Ainsi que l'on fait pertinemment remarquer les Premiers Juges, il existe une incontestable ambigu'té dans le motif de licenciement, qui semble résider dans la suppression d'un poste (motif économique) elle même due aux mauvais résultats du salarié (motif personnel). Quoiqu'il en soit du motif réel, il n'est pas établi que l'activité de M. X..., auquel aucun quota n'avait été imposé, ait été insuffisante. Par ailleurs, au sujet du reclassement de l'intéressé, la société appelante ne procède que par affirmation et ne justifie en rien des efforts qu'elle aurait du mettre en oeuvre pour opérer ou tenter d'opérer ce reclassement.

C'est donc à juste titre que les Premiers Juges ont estimé que le licenciement était dénué de cause réelle et sérieuse.

En revanche, l'appréciation qu'ils ont faite du préjudice de M. X... est quelque peu exagérée si l'on tient compte da la très faible ancienneté de l'intéressé. Il conviendra de limiter à 60 000 F le montant de ces dommages et intérêts.

Par ailleurs, il est constant que la lettre de licenciement ne fait pas mention de la priorité de réembauchage. Il s'agit d'une irrégularité qui a inévitablement causé un préjudice à M. X..., même

s'il n'établit pas la violation à proprement parler de cette priorité, et qu'il convient de réparer par l'allocation d'une indemnité de 18 000 F.
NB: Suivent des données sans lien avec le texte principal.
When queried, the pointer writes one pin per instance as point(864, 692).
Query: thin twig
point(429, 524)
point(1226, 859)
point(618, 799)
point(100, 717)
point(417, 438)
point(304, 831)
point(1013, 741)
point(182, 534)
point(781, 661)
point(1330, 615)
Il est pareillement constant que la procédure de licenciement est entachée d'une double irrégularité : délai insuffisant entre la convocation à l'entretien préalable et cet entretien lui-même ( 2 jours seulement ce qui ne peut être considéré comme un délai raisonnable), délai insuffisant entre l'entretien préalable et le prononcé du licenciement. Le préjudice résultant de cette double irrégularité a été correctement apprécié par les Premiers Juges dont la décision ne doit pas être remise en cause sur ce point.

2 - le préavis

Il résulte d'une attestation versée aux débats par M. X... qu'au moment où le licenciement a été prononcé, le personnel de la Société SOFRADECOR était en congés payés. Contrairement à ses allégations, cette société ne rapporte pas la preuve contraire. Il s'en suit que le licenciement a été notifié en période de congés payés, de telle sorte que le préavis n'a pu commencer à courir que du jour où le congé annuel a pris fin. Il importe peu à cet égard que l'employeur ait dispensé le salarié de l'exécution du préavis. C'est donc à juste titre que M. X... sollicite un complément d'indemnité compensatrice et à tort que les Premiers Juges, dont la décision devra être réformée sur ce point, l'ont débouté de cette demande. Il y sera par conséquent fait droit et la Société SOFRADECOR sera condamnée à lui payer la somme de 14 400 F, à laquelle il convient d'ajouter celle de 1 440 F à titre de congés payés, celle de 1 183,56 F à titre de prorata de 13 ème mois, et enfin celle de 662 F à titre de complément d'indemnité de licenciement.

3 - Le rappel de salaire

Il n'est nullement démontré par la Société SOFRADECOR que M. X...

n'aurait pas travaillé, à sa demande, pendant 3 jours en juillet 1999. C'est donc à juste titre qu'il réclame le rappel de salaire correspondant, soit la somme de 2 449,50 F, à laquelle il convient d'ajouter celle de 249,95 F à titre de congés payés.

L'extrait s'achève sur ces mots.